How Cell provides interior mutability?

So, how exactly does Cell provide interior mutability?

Basically, Cell does that by making sure there are no pointers to the data it holds and that it is executed in a single threaded environment.

With those restrictions, it's totally fine to change the data inside Cell. Think of it for a moment. If we know there are no pointers to the data inside Cell and it is not shared across threads, it's guaranteed that we have exclusive access to it.

Now the question is, how does Cell impose those constraints? Cell does this by never returning a reference to the data inside of it. It always returns a Copy of the data. So that already tells Cell is suited for cheap values that can be copied with small overhead, like integers for example.

Furthermore, Cell does not implement Sync, so it cannot be shared between thread boundaries.

The building block of Cell is UnsafeCell, that's one of the Rust's building blocks for interior mutability. UnsafeCell allows us to get a raw exclusive pointer to the data it holds at any time. That of course is an unsafe operation, so we must do that in an unsafe { } block.

The trick here is that, we can leverage UnsafeCell to implement Cell, under the constraints that we mentioned. A possible, simplified implementation of Cell would be:

use std::cell::UnsafeCell;

struct Cell<T> {
value: UnsafeCell<T>
}

// Disallow Cell to be used across thread boundaries
impl<T> !Sync for Cell<T> {}

impl<T> Cell<T> {
pub fn new(value: T) -> Self {
Cell { value: UnsafeCell::new(value) }
}

pub fn set(self, value: T) {
// override the value cell poins to with a new one.
unsafe { *self.value.get() = value }
}

pub fn get(&self) -> T where T: Copy {
// return a copy of the data pointed by Cell
unsafe { *self.value.get() }
}
}

Here we see we're using UnsafeCell to store the data of Cell.

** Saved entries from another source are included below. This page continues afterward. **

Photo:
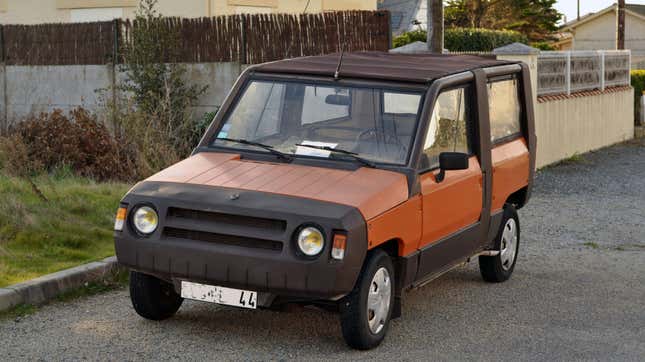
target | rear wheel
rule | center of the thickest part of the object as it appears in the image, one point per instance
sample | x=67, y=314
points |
x=367, y=310
x=153, y=298
x=498, y=268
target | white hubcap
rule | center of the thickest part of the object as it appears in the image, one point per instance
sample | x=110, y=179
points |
x=509, y=244
x=378, y=300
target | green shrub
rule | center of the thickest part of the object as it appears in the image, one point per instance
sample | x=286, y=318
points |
x=638, y=82
x=543, y=45
x=480, y=40
x=409, y=37
x=467, y=39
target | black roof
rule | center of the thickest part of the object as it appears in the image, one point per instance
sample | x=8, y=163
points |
x=417, y=68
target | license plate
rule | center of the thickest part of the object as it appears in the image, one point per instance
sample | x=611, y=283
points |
x=219, y=295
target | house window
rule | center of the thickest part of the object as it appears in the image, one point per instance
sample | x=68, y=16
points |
x=95, y=14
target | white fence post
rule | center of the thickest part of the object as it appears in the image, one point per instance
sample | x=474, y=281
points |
x=602, y=70
x=568, y=73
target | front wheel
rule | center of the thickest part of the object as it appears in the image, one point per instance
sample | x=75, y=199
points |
x=367, y=310
x=498, y=268
x=153, y=298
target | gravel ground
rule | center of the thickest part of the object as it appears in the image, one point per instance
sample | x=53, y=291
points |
x=577, y=293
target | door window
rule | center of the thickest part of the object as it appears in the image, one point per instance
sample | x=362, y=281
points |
x=505, y=109
x=448, y=127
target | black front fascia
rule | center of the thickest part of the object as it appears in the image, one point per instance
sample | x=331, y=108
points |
x=242, y=239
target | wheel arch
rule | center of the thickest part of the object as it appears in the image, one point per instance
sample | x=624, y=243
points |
x=518, y=198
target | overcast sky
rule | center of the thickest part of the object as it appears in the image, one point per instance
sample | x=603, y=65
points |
x=570, y=7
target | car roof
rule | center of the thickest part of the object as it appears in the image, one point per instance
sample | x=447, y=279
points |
x=416, y=68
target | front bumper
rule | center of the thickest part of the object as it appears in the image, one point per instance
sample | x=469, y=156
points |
x=218, y=250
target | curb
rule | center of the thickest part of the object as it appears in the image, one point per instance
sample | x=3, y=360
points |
x=47, y=287
x=639, y=132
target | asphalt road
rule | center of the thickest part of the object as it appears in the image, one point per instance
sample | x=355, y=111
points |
x=578, y=293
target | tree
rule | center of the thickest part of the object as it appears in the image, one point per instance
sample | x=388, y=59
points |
x=435, y=26
x=537, y=19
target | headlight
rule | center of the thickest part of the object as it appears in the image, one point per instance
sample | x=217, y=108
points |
x=311, y=241
x=145, y=220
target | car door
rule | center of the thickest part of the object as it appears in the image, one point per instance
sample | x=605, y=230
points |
x=452, y=207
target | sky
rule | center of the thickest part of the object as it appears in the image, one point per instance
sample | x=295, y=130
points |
x=570, y=7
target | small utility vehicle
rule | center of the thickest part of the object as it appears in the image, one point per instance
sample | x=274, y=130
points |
x=339, y=181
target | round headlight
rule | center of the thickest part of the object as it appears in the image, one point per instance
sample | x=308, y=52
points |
x=145, y=220
x=311, y=241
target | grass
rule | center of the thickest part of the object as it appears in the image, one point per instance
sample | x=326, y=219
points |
x=592, y=245
x=73, y=227
x=111, y=282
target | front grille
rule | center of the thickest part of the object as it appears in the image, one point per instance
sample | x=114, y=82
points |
x=228, y=219
x=222, y=239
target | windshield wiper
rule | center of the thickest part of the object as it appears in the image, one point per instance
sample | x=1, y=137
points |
x=280, y=155
x=344, y=152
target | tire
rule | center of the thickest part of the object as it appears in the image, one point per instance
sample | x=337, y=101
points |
x=375, y=279
x=153, y=298
x=498, y=268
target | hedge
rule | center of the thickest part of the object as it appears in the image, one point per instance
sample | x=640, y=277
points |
x=638, y=82
x=467, y=39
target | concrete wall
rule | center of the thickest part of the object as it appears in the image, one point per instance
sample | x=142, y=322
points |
x=564, y=127
x=581, y=124
x=34, y=89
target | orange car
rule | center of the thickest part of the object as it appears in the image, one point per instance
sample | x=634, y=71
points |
x=339, y=181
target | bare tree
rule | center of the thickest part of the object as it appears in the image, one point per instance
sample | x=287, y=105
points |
x=435, y=26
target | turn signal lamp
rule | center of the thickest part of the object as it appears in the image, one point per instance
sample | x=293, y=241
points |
x=338, y=248
x=120, y=219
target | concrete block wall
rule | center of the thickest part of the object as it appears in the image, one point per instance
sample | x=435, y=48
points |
x=31, y=90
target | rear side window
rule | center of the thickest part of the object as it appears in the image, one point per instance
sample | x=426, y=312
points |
x=505, y=109
x=448, y=127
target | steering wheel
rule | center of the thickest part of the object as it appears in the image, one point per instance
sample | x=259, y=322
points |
x=390, y=139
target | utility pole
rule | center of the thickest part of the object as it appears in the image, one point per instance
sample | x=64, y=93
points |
x=435, y=26
x=620, y=41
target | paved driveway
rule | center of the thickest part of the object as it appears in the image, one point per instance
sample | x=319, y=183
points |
x=578, y=292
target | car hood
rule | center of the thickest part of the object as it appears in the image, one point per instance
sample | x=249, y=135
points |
x=371, y=191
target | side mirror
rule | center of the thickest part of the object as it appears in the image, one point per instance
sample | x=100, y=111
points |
x=451, y=161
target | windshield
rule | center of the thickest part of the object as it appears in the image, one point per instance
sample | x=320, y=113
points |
x=371, y=123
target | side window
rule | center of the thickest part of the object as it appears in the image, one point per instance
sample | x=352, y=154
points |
x=448, y=127
x=505, y=109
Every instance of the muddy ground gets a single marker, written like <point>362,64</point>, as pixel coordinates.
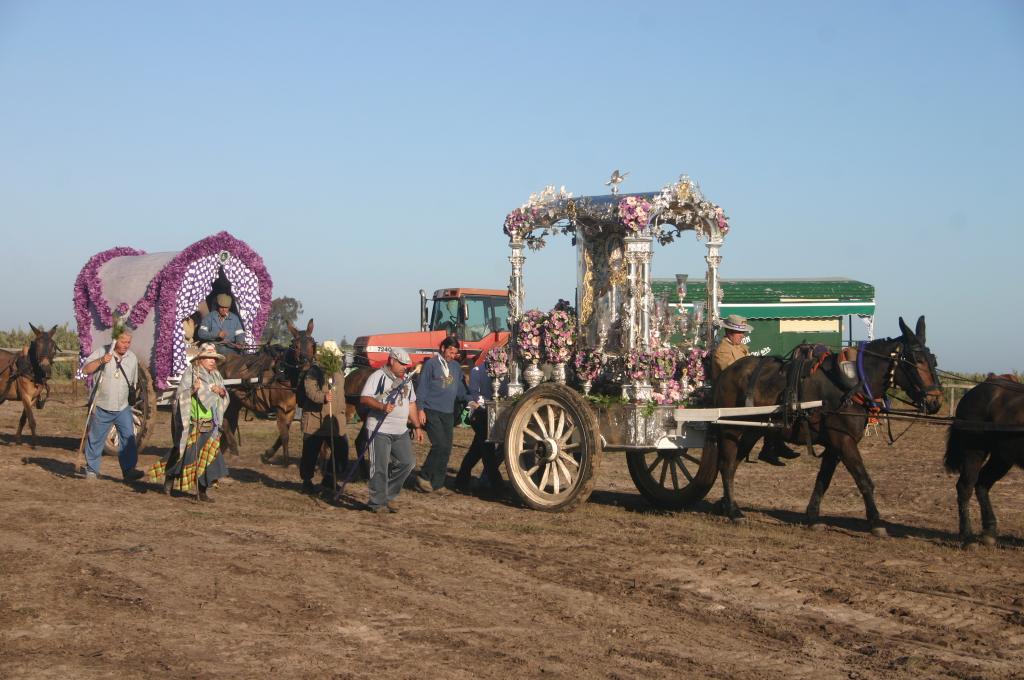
<point>101,580</point>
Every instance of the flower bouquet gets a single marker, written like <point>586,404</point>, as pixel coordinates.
<point>528,342</point>
<point>498,363</point>
<point>589,365</point>
<point>634,214</point>
<point>528,338</point>
<point>558,336</point>
<point>671,391</point>
<point>665,363</point>
<point>637,365</point>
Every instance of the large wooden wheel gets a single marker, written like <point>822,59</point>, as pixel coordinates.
<point>141,415</point>
<point>552,448</point>
<point>674,478</point>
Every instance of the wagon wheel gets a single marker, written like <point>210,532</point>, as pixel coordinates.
<point>674,478</point>
<point>141,415</point>
<point>552,448</point>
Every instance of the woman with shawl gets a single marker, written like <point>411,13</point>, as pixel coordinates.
<point>199,410</point>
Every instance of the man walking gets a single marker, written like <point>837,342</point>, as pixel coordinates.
<point>391,404</point>
<point>116,368</point>
<point>440,384</point>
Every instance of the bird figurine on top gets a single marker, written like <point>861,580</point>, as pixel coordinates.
<point>614,180</point>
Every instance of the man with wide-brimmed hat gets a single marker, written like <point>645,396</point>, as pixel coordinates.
<point>731,348</point>
<point>390,399</point>
<point>222,327</point>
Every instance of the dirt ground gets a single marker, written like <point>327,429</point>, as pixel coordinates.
<point>102,580</point>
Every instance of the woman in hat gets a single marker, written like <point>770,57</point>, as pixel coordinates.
<point>200,402</point>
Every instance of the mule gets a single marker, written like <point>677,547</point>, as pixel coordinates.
<point>839,425</point>
<point>354,382</point>
<point>25,376</point>
<point>984,441</point>
<point>280,371</point>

We also disallow this type do be shared between threads and finally, we never give a reference to the data inside the Cell. Notice that, the get method works only with types that implement Copy and we return a copy of the internal type.

Conclusion

In this article we've explored the Rust's Cell type, we've learned that Cell allows interior mutability by imposing constraints on the data it holds. Furthermore, we came to the conclusion that Cell is suited for single threaded environments where the data is cheap to copy.